И вообще, патриотизм, даже «казенный» и путинский – все же вещь более приемлемая, нежели ненависть к своей стране (почему это так, надо разбирать отдельно). Однако, ему присуща одна очень неприятная черта, происходящая из его «генетической» связи с антисоветизмом. Речь идет о том, что данное «направление» чревато чрезвычайным упрощением мышления, вернее, заменой сложных моделей поведения на упрощенные. Причиной этого выступает системная особенность антисоветизма, связанная с его «консервативной» основой (о консервативном генезисе этой метаидеологии я писал не раз) – постулат о том, что человеческая психика неизменна и «изначальна». Т.е. человек прошлого думал и чувствовал так же, как чувствует наш современник.
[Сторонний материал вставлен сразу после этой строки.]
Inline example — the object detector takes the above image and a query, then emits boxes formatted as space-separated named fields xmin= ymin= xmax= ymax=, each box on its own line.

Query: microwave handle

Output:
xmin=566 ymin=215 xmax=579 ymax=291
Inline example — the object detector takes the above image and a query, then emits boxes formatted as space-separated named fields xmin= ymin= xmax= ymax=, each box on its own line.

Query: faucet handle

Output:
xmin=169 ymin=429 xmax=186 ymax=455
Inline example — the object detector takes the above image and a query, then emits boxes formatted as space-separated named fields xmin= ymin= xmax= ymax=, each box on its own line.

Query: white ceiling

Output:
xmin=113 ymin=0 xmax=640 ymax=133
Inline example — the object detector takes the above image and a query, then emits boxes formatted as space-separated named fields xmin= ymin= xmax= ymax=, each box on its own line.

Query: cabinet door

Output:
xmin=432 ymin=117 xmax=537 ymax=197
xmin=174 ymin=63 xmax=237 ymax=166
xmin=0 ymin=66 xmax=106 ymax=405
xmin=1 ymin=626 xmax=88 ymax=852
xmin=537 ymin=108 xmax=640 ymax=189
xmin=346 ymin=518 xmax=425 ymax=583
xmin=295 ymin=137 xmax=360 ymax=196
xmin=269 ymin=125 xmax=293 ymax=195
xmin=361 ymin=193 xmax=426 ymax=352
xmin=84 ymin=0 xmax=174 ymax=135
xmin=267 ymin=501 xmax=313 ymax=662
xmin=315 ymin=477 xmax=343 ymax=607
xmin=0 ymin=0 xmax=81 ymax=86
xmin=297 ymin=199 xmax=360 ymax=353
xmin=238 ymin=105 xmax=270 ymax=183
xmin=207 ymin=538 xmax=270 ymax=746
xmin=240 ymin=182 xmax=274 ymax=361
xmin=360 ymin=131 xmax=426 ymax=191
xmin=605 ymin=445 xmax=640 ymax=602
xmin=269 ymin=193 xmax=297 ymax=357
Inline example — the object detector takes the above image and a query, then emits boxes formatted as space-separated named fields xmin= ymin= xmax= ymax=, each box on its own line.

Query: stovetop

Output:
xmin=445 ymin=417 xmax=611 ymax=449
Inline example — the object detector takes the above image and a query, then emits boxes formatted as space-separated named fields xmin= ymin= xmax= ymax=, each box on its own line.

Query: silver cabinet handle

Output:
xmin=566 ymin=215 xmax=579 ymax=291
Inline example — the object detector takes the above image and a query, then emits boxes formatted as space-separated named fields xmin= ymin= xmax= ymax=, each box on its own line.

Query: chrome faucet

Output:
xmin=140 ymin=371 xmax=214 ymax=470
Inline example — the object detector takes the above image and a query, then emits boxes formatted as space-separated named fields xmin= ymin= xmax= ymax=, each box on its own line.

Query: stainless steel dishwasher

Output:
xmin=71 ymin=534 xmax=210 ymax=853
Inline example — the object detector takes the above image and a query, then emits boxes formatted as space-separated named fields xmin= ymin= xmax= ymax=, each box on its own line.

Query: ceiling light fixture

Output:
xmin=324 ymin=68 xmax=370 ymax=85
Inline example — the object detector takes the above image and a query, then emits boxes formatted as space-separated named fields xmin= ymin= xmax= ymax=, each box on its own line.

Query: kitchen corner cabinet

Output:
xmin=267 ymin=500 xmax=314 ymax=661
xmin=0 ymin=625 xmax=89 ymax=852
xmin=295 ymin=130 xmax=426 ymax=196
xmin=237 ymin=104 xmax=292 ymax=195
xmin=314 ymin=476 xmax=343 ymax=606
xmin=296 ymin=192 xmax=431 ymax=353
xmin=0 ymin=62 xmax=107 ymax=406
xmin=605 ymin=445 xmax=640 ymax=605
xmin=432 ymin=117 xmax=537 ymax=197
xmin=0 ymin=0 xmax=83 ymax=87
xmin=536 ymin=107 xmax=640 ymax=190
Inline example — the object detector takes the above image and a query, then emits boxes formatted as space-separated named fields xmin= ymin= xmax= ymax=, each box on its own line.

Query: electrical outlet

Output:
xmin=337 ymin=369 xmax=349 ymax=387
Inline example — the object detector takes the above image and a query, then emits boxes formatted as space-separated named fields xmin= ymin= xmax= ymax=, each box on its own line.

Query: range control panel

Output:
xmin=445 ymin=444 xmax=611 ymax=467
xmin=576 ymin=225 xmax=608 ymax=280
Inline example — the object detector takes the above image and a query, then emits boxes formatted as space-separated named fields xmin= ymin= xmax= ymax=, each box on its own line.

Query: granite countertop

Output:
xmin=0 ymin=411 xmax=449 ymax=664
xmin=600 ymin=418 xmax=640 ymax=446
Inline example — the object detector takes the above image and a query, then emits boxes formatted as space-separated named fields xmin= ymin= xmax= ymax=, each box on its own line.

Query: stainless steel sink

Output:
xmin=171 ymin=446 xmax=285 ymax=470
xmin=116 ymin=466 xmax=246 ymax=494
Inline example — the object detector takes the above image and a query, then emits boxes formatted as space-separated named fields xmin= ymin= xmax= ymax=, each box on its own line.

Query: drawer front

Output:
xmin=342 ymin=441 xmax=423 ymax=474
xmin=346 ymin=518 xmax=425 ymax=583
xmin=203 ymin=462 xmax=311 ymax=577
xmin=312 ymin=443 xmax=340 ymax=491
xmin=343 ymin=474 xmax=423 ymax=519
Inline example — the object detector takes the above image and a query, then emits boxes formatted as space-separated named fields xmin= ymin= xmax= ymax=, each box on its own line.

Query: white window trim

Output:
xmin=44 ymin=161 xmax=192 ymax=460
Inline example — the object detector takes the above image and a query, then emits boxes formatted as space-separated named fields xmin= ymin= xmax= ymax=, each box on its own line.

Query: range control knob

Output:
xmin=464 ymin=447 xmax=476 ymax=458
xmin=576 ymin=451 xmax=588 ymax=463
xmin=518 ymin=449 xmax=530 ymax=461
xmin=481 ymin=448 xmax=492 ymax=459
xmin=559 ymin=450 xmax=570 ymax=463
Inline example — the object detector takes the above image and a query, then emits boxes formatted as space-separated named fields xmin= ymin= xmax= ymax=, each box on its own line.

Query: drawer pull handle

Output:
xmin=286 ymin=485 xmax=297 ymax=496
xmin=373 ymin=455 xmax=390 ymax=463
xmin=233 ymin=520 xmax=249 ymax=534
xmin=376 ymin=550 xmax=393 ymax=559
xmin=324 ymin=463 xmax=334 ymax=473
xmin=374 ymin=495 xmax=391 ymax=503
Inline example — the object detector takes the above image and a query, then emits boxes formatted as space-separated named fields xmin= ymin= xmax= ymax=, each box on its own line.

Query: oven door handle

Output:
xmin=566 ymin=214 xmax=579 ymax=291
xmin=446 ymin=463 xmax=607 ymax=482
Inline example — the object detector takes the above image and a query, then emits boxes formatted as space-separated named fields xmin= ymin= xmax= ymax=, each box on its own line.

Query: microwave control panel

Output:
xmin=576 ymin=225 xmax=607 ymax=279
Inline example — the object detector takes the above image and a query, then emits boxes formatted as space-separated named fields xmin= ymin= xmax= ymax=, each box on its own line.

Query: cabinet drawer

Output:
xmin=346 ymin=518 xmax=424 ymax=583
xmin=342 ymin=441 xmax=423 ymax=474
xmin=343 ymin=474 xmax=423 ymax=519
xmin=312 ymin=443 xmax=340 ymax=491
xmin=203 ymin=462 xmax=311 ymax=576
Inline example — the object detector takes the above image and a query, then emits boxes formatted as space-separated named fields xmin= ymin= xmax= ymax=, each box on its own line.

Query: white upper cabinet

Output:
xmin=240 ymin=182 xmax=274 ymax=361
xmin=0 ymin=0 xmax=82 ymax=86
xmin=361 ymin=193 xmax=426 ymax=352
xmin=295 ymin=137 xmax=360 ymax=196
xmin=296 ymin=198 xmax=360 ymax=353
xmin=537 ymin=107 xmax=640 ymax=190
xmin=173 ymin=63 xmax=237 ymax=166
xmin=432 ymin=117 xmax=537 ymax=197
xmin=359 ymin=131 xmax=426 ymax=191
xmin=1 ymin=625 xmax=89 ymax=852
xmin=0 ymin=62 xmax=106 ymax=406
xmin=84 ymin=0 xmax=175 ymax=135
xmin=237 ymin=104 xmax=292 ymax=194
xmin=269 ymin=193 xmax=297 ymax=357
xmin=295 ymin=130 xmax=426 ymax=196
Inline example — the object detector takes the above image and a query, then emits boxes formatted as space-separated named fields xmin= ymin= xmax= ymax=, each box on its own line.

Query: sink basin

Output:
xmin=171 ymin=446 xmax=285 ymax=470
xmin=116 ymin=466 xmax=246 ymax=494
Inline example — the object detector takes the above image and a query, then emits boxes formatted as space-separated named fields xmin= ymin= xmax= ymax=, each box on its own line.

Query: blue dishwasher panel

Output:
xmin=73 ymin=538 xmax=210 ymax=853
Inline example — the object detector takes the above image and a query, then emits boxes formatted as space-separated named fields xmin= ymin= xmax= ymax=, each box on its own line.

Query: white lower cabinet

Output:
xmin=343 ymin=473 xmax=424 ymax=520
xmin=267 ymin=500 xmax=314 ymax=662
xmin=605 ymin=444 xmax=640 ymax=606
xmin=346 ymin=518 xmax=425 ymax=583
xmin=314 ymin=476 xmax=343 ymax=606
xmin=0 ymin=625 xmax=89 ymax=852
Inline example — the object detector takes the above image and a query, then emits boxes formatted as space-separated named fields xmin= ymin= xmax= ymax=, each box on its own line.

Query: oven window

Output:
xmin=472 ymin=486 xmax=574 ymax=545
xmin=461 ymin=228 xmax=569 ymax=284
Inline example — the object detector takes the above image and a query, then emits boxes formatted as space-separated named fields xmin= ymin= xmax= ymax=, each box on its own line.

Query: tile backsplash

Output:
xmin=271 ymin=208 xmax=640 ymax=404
Этот «воинствующий антиисторизм», ИМХО, является даже более опасным свойством антисоветизма, нежели, собственно, ненависть к советскому периоду. Применительно же к «официальному патриотизму» данное положение означает то, что любая ситуация воспринимается через «фильтр» современных представлений, применительно к нынешнему обывателю. Отсюда, кстати, и проистекает «любовь» нынешних деятелей культуры к пресловутым «заградотрядам»: дело в том, что иначе объяснить возможность солдата идти в атаку для них является невозможным. То, что подобное понимание ошибочно – ясно при любом более-менее разумном рассмотрении проблемы: в «атаку» ходили задолго до «заградотрядов» (придуманных, кстати, британцами в англо-бурской войне, хотя нечто подобное практиковали еще римляне) в бесконечном числе войн, пережитых человечеством. Да что история – совсем рядом с нами существуют культуры, в которых погибнуть, скажем, во имя Аллаха является нормой.

* * *

Впрочем, одними только «заградотрядами» и прочими искажениями истории, проблемы «официального патриотизма» не ограничиваются. Самая серьезная из них – это неспособность создания на данной «платформе» сколь-либо сложных моделей поведения. Это можно увидеть «невооруженным глазом»: все, что относится к «официальному патриотизму», крайне примитивно – от официальной символики до представления о мире. Достаточно взять пресловутый «Крымнаш» (пускай он к Победе и не относится, но является конструкцией, созданной на той же основе). Присоединение Крыма крайне «выгодный» процесс для страны, поскольку он имеет однозначную негэнтропийную основу (Поскольку тема сложная, объясню пока крайне упрощенно – упрощение и распад означает рост энтропии, усложнение и соединение – падение.)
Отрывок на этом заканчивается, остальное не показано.